Demikianlah, saya mengidealisasikan hubungan antara seorang redaktur dan seorang penulis/reporter sebagai hubungan antara seorang penggubah (composer) dan seorang penyanyi. Pandangan yang menempatkan redaktur dan penulis/reporter sebagai hubungan antara pisau dan leher (ih, serem ya), harus diakhiri.

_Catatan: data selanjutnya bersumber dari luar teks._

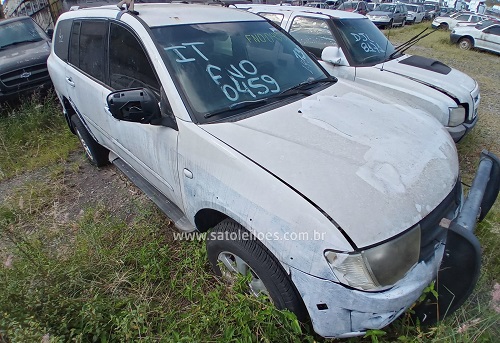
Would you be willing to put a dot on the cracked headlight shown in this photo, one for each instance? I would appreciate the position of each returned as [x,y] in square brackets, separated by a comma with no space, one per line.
[457,116]
[378,267]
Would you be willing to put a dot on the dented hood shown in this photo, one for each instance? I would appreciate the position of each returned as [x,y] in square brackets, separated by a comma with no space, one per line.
[374,168]
[433,73]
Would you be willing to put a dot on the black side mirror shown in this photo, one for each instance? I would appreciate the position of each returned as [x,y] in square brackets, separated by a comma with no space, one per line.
[136,105]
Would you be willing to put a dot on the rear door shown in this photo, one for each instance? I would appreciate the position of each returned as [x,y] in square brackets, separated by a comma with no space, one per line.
[490,38]
[85,76]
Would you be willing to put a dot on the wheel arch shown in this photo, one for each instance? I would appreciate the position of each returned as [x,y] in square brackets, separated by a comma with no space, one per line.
[207,218]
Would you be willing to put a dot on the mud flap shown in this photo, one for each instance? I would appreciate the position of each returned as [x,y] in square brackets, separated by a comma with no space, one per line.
[457,277]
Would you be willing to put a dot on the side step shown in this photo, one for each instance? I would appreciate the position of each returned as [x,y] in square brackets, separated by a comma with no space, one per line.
[165,205]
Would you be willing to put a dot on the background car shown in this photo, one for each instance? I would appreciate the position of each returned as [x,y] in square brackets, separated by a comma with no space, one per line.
[363,54]
[389,15]
[431,10]
[485,36]
[24,49]
[416,13]
[448,23]
[354,6]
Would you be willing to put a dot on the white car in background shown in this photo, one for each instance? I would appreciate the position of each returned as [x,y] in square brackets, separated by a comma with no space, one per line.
[485,36]
[350,46]
[448,23]
[415,14]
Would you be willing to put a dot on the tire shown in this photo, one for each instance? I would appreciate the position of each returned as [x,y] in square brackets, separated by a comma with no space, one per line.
[96,153]
[231,253]
[465,43]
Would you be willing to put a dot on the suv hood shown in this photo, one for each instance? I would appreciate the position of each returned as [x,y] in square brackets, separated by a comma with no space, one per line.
[375,168]
[25,54]
[432,73]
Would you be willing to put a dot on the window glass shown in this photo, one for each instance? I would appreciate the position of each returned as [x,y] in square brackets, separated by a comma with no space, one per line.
[313,33]
[61,39]
[221,69]
[74,45]
[92,48]
[129,66]
[365,44]
[20,31]
[274,17]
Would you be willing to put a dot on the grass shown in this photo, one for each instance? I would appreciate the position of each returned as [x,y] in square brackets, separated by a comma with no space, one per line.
[33,135]
[111,278]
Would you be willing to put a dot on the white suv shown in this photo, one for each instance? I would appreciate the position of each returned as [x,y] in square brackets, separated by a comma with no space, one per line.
[331,202]
[349,46]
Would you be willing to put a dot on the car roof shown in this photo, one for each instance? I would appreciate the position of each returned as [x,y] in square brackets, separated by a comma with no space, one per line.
[154,14]
[10,20]
[331,13]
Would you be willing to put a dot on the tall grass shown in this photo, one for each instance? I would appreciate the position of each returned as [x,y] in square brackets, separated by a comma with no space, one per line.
[33,134]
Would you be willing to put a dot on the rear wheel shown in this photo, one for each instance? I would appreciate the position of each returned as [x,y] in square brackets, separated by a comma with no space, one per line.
[96,153]
[465,43]
[233,251]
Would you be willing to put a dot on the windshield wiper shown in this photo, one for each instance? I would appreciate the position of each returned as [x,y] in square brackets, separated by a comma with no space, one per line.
[20,42]
[303,87]
[237,106]
[400,49]
[298,89]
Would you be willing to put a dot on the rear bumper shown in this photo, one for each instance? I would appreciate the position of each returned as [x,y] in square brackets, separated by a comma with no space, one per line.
[459,132]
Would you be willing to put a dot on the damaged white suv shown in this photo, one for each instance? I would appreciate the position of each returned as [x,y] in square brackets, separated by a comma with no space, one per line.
[332,203]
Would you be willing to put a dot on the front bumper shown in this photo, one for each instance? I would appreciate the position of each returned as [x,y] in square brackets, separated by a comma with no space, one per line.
[338,311]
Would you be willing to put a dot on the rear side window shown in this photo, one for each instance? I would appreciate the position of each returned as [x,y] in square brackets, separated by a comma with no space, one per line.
[61,39]
[129,65]
[92,48]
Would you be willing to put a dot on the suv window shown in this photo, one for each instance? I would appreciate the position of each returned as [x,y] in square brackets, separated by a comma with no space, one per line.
[87,47]
[61,39]
[129,66]
[313,33]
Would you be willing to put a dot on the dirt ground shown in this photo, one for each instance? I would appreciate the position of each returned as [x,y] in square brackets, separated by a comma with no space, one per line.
[81,185]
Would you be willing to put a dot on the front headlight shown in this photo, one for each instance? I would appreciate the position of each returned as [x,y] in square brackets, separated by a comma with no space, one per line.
[379,267]
[457,116]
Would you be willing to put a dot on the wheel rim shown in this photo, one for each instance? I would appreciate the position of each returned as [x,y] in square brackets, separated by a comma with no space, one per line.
[85,146]
[231,265]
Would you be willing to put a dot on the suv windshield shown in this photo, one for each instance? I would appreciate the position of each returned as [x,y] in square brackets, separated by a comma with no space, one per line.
[19,31]
[366,44]
[224,67]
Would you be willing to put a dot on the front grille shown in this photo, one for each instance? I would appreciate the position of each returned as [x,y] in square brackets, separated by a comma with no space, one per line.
[431,232]
[25,76]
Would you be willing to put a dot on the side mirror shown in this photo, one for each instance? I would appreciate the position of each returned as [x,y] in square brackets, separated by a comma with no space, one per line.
[136,105]
[334,55]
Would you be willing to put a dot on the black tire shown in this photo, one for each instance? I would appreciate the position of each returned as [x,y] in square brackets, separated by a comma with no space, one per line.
[96,153]
[465,43]
[229,238]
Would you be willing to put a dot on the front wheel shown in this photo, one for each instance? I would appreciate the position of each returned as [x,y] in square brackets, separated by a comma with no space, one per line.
[96,153]
[233,251]
[465,43]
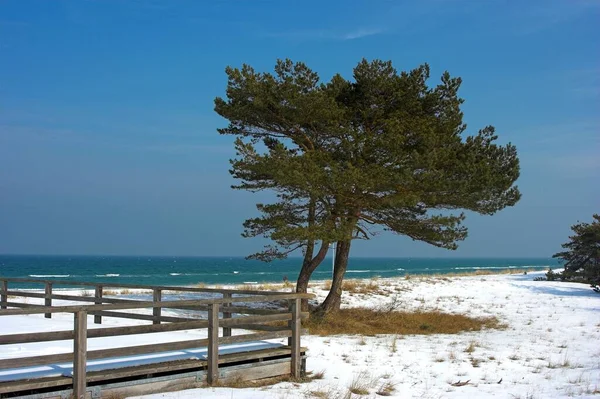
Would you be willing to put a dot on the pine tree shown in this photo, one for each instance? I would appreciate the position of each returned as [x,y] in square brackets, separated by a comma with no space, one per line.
[348,158]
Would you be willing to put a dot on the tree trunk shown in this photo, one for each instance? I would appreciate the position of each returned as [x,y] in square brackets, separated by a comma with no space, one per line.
[308,267]
[334,298]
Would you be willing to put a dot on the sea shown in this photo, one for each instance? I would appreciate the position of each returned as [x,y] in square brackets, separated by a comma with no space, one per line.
[188,271]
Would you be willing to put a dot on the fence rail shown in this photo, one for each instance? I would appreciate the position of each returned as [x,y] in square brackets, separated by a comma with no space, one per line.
[221,311]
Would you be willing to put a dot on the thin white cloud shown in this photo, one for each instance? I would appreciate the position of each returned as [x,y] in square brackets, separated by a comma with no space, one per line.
[323,34]
[362,33]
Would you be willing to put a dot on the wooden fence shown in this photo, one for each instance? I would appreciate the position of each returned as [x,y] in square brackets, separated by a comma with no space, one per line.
[231,302]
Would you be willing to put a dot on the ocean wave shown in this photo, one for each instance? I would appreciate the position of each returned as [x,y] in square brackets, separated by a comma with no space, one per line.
[497,267]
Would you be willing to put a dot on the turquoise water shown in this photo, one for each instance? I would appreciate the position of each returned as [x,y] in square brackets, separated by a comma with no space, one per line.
[152,270]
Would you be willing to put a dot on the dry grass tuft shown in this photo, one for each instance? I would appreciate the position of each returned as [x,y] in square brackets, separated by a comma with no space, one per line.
[387,389]
[364,321]
[353,286]
[360,384]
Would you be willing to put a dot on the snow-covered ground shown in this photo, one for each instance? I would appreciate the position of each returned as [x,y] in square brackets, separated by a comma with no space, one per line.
[550,348]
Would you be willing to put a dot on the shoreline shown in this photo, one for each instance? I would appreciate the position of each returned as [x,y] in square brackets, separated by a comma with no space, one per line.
[268,285]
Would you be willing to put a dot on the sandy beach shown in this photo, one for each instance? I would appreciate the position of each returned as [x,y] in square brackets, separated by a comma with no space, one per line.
[548,349]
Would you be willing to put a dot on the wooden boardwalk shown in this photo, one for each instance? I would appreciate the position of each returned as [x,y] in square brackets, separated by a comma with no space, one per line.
[222,355]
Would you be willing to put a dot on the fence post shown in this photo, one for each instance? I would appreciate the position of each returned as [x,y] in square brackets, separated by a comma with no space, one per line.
[4,295]
[98,301]
[80,355]
[156,312]
[48,299]
[227,315]
[213,343]
[296,325]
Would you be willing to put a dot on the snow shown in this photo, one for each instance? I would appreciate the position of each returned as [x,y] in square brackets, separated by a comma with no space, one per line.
[550,348]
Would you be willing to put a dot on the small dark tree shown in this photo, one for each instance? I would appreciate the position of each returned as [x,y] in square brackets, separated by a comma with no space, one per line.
[582,256]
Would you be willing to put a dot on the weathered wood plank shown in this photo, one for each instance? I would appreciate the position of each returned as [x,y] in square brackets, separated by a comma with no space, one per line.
[213,344]
[226,315]
[138,316]
[3,293]
[239,322]
[156,297]
[148,304]
[80,355]
[296,366]
[48,299]
[98,301]
[140,286]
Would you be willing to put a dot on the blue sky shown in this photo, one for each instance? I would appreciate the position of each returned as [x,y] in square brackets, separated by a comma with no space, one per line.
[108,140]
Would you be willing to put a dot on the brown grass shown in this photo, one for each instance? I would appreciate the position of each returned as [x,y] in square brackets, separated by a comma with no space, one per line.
[355,286]
[371,322]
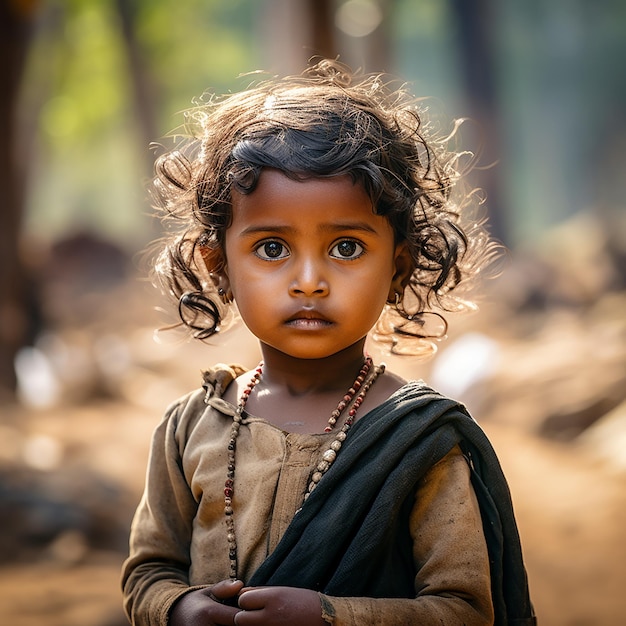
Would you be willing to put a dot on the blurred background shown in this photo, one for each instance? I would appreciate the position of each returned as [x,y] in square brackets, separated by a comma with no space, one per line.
[88,84]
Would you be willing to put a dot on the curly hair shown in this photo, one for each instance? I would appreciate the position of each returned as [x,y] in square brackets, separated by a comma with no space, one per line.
[325,122]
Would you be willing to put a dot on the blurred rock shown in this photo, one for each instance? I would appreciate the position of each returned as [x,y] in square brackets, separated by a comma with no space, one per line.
[60,514]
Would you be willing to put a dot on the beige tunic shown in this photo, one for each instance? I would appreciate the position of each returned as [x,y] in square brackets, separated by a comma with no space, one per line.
[178,536]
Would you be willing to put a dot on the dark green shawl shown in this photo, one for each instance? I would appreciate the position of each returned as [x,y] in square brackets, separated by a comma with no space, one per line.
[351,537]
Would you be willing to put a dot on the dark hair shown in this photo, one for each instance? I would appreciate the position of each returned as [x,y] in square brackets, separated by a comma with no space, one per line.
[326,122]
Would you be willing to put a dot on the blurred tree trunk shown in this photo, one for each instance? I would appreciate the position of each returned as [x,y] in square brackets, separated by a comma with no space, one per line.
[322,16]
[477,50]
[16,21]
[143,86]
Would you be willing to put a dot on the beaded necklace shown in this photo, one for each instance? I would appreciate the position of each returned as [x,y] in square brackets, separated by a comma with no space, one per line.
[353,399]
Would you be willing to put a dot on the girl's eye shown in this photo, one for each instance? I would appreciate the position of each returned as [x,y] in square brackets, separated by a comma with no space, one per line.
[272,250]
[347,249]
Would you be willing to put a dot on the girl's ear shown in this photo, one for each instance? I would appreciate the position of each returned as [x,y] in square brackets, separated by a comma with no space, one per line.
[403,270]
[215,263]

Para wartawan era baru tidak lagi memutuskan apa yang seharusnya diketahui publik. Mereka membantu publik mengerti secara runtut apa yang seharusnya publik ketahui. Ini berarti menambahkan interpretasi atau analisis pada sebuah laporan berita. Lebih tepat jika disebut tugas wartawan era baru adalah memverifikasi apakah informasinya bisa dipercaya, lantas meruntutkannya sehingga publik bisa memahaminya secara efisien. Ini dapat dicapai, apabila antara redaktur dan reporter menghayati hubungan antara penggubah dan penyanyi. Praktik berbahasa jurnalistik sebagai proses “menyampaikan peristiwa” harus mencakup dua nilai sekaligus, yaitu logika dan cita rasa. Keduanya harus disajikan dalam dosis yang seimbang. Punya nalar seperti Albert Einstein, tentu sangat baik. Tapi, akan kering dan hampa bila tak mampu berimajinasi. Sebaliknya, penyajian stilistika bahasa yang menyamai Kahlil Gibran, akan membuat laporan berita sebagai karya sastra yang tergesa-gesa.

Jangan lupa, berita harus selalu dengan peristiwa, peristiwa harus selalu dengan jalan cerita. Di situlah logika dan cita rasa bahasa seorang wartawan diuji.

[1] Dikutip dari Sang Putri Ingin Menegakkan Hukum (Kompas Minggu, 8 Agustus 2004).